My mother turned away from me and cried while she fixed dinner. Later that night, while she washed dishes and I dried, my mother told me how much she still missed my father.

“He’s been gone twenty-two years,” she said. “But I can still feel him right here in the room with us. I can still smell him, his hair, his skin.”

My mother didn’t call my father by name because she wanted the dead to stay dead; I wanted to learn magic and open a twenty-four-hour supermarket that sold resurrection and redemption.

The next morning, Sharon came to see me. I was so grateful for her presence that I leaned against the wall to keep from falling down. My mother hugged Sharon until they both cried. Then Sharon asked my mother to give us some privacy. After my mother left, Sharon took my face in her hands.

“You’re a liar,” Sharon said. “I’m going to marry a liar.”

I didn’t want to ask her why she came back. We were so fragile, I worried that one wrong word could completely break us.

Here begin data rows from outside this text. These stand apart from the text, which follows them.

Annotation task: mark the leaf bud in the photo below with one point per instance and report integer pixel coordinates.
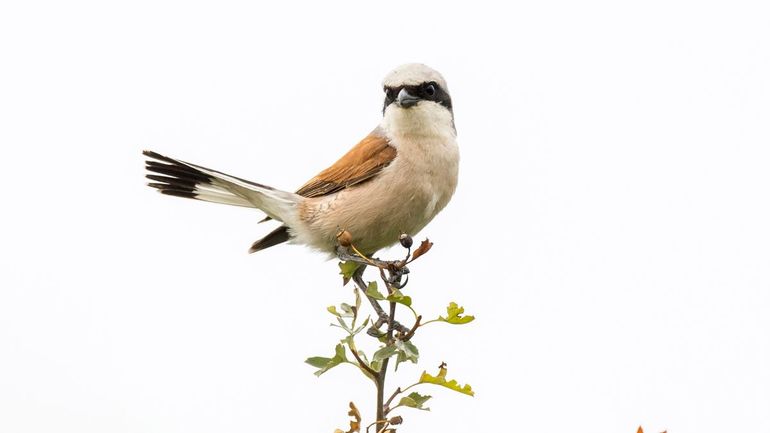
(344, 238)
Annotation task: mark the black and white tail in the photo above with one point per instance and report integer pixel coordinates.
(182, 179)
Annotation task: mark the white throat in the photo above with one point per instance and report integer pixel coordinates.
(427, 119)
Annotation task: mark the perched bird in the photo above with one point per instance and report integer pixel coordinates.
(394, 181)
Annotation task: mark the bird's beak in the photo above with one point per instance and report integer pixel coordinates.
(406, 100)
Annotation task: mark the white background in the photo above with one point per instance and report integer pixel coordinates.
(610, 231)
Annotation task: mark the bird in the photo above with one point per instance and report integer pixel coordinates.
(393, 182)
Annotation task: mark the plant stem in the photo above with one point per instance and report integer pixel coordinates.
(384, 369)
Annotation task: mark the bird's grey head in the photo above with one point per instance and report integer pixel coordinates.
(415, 84)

For the next twenty-nine years, we lived as wife and husband, as the mother and father of four kids (Sarah, Rachael, Francis, and Joshua) who suddenly grew into adults and became wives and husbands and mothers and fathers. During our long marriage, Sharon and I buried her mother and father and my mother, all of our grandparents, and many of our aunts, uncles, and cousins. I covered high school sports and reviewed movies for the local alternative weekly; an odd pair of beats, I suppose, but I enjoyed the appearance of being odd while living a sedate life. Sharon ran her own coffee shop and wrote lyric odes she never published. We paid our taxes, owned a modest home, and made love an average of three times a week. We didn’t have nearly as much money as our parents, and that could be viewed as our failure, but we felt successful. We weren’t triumphant, by any means, but we lived a good and simple life, and I often wondered if I deserved it.

All during those years, at every house party, group dinner, family gathering, and company picnic, Sharon told the story of the lost cat.

“My husband, the liar,” she always called me. At first, she told the story to hurt me, then she told it out of habit, and then she told it because she’d turned it into a wildly funny and exaggerated adventure: And then he fell in the creek! She loved to make people laugh, and so they laughed at my small sins. I wanted the laughter to absolve me, but I’m not sure if that was its purpose. I never asked to be forgiven, and Sharon never offered her forgiveness. We never talked about the lost cat in private; it was our most public secret.

But there were other secrets, of course. Sharon kept most of hers, and I kept most of mine. Those kept secrets were small and ordinary, having to do with broken diets and hidden pornography, and they were of little consequence, but one evening, a decade into our marriage, Sharon confessed to an extramarital affair.

“I don’t love him,” she said. “It’s over now. I only slept with him three times. To be fair, you can ask me three questions about it, and I’ll answer them as honestly as possible, and then I don’t ever want to talk about it again.”